In conclusion, we established an industrially viable one-pot method for the production of slGO in 1 h at room temperature with ultralow cost based on the use of the novel oxidant of K₂FeO₄. The reaction process includes ~15 min of intercalation–oxidation and ~45 min of oxidization–exfoliation. The excellent oxidation capabilities of both K₂FeO₄ and the in situ generated atomic oxygen, accompanied by the exfoliation capacity of oxygen gas, make the intercalation, oxidation and exfoliation extremely powerful and ultrafast. The as-prepared slGO has a similar composition, chemical structure and solubility to materials prepared by the conventional Hummers method. Significantly, our dried slGO powders maintain excellent solubility in water and polar organic solvents and readily form stable LCs. Therefore, they retain the capacity to assemble into macroscopic materials such as continuous fibres, films and aerogels displayed by fresh GO solutions. The sulphuric acid solvent can be recycled in our protocol due to the ultrastrong oxidation capability of K₂FeO₄, which dramatically reduces the effluent and lowers the cost of GO. Our fast, eco-friendly and safe K₂FeO₄-based methodology circumvents the intrinsic problems associated with the prevailing methods of GO production, and it is easily amenable to the scalable production and industrial application of GO and CCG.

Methods

Synthesis of GO^Fe

K₂FeO₄ (60 g, 6 wt equiv.) was added to concentrated H₂SO₄ (93%, 400 ml) at room temperature. Graphite (10 g, 1 wt equiv., 40 μm) was then added and the mixture was kept at room temperature for 1 h (note: the flask was not sealed due to the release of oxygen during the reaction). The mixture was centrifuged (10,000 r.p.m. for 3 min) to recycle the concentrated sulphuric acid. The paste-like product was collected by repeated centrifugation and washing with 1 l of water until the pH of the supernatant solution approached 7.
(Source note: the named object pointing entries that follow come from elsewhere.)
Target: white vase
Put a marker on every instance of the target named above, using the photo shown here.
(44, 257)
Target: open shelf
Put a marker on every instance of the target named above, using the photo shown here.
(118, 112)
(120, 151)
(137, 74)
Apparatus for characterizations

AFM images of GO sheets were taken in the tapping mode on a Nano Scope IIIA, with samples prepared by spin-coating diluted aqueous solutions onto freshly exfoliated mica substrates at 1,000 r.p.m.. SEM images were taken on a Hitachi S4800 field-emission SEM system. TEM was performed on a JEM-1200EX with an accelerating voltage of 120 kV. Zeta potential measurements were performed on a ZET-3000HS apparatus. Fourier transform infrared spectra were recorded on a PE Paragon 1000 spectrometer (film or KBr disk). Ultraviolet–visible spectra were obtained using a Varian Cary 300 Bio UV-visible spectrophotometer. Tensile tests were carried out on a HS-3200C at a loading rate of 1 mm min⁻¹. XPS was performed using a PHI 5000C ESCA system operated at 14.0 kV. All binding energies were referenced to the C1s neutral carbon peak at 284.8 eV. TGA was carried out using a thermogravimetric analyser (PerkinElmer Pyris 1) from room temperature to 850 °C at 10 °C min⁻¹ heating rate under air atmosphere. XRD data were collected with an X’Pert Pro (PANalytical) diffractometer using monochromatic Cu Kα1 radiation (λ=1.5406 Å) at 40 kV. Raman spectra were recorded on a Labram HRUV spectrometer operating at 632.8 nm. Mechanical property tests were carried out on a HS-3002C at a loading rate of 10% per minute. Elemental analyses were performed using an Agilent model 7700 × ICP-MS. BET surface area measurements were performed by nitrogen adsorption on a Quantachrome NOVA 2000 surface analyzer. POM observations were performed with a Nikon E600POL, and the liquid samples were loaded into the planar cells for observations. Combustion analysis was performed on an elemental analyzer (Vario Micro).